At the end, we have typically allocated more memory than necessary because each row is now the size of pitch, and not the size of w*sizeof(float).
But now, when we want to access an element in a column, we must do:
float* row_start = (float*)((char*)myArray + row * pitch);
float column_element = row_start[column];
The offset in bytes between two successive columns can no more be deduced from the size of our array, that is why we want to keep the pitch returned by cudaMallocPitch. And since pitch is a multiple of the padding size (typically, the biggest of word size and bank size), it works great. Yay.
Copying data to/from pitched memory
Now that we know how to create and access a single element in an array created by cudaMallocPitch, we might want to copy whole part of it to and from other memory, linear or not.

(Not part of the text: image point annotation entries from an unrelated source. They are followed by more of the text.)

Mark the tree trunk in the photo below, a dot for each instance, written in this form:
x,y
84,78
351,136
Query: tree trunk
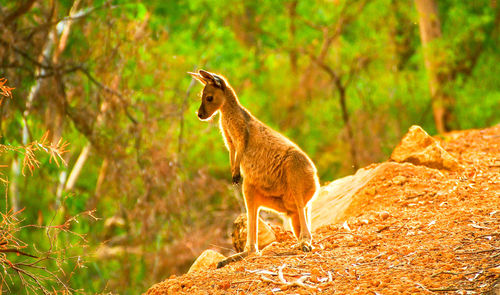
x,y
430,31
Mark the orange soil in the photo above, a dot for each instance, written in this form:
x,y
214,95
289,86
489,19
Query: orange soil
x,y
417,230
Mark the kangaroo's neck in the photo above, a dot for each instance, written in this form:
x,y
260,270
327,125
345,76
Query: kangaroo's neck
x,y
233,116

Lets say we want to copy our array in a 100x100 array allocated on our host with malloc:
float* host_memory = (float*)malloc(100*100*sizeof(float));
If we use cudaMemcpy, we will copy all the memory allocated with cudaMallocPitch, including the padded bytes between each rows. What we must do to avoid padding memory is copying each row one by one. We can do it manually:
for (size_t i=0; i<100; ++i) {
cudaMemcpy(host_memory[i*100], myArray[pitch*i],
100*sizeof(float), cudaMemcpyDeviceToHost);
}
Or we can tell the CUDA API that we want only the useful memory from the memory we allocated with padding bytes for its convenience so if it could deal with its own mess automatically it would be very nice indeed, thank you. And here enters cudaMemcpy2D:
cudaMemcpy2D(host_memory, 100*sizeof(float)/*no pitch on host*/,
myArray, pitch/*CUDA pitch*/,
100*sizeof(float)/*width in bytes*/, 100/*heigth*/,
cudaMemcpyDeviceToHost);
Now the copy will be done automatically. It will copy the number of bytes specified in width (here: 100xsizeof(float)), height time (here: 100), skipping pitch bytes every time it jumps to a next row. Note that we must still provide the pitch for the destination memory because it could be padded, too. Here it is not, so the pitch is equal to the pitch of a non-padded array: it is the size of a row. Note also that the width parameter in the memcpy function is expressed in bytes, but the height parameter is expressed in number of elements. That is because of the way the copy is done, someway like I wrote the manual copy above: the width is the size of each copy along a row (elements that are contiguous in memory) and the height is the number of times this operation must be accomplished. (These inconsistencies in units, as a physicist, annoys me very much.)
Dealing with 3D arrays
3D arrays are no different that 2D arrays actually, there is no additional padding included. A 3D array is just a 2D classical array of padded rows. That is why when allocating a 3D array, you only get one pitch that is the difference in bytes count between to successive points along a row. If you want to access to successive points along the depth dimension, you can safely multiply the pitch by the number of columns, which gives you the slicePitch.
The CUDA API for accessing 3D memory is slightly different than the one for 2D memory, but the idea is the same :
When using cudaMalloc3D, you receive a pitch value that you must carefully keep for subsequent access to the memory.
When copying a 3D memory chunk, you cannot use cudaMemcpy unless you are copying a single row. You must use any other kind of copy utility provided by the CUDA utility that takes the pitch into account.
When you copy your data to/from linear memory, you must provide a pitch to your pointer even though it is irrelevant: this pitch is the size of a row, expressed in bytes.
The size parameters are expressed in bytes for the row size, and in number of elements for the column and depth dimension.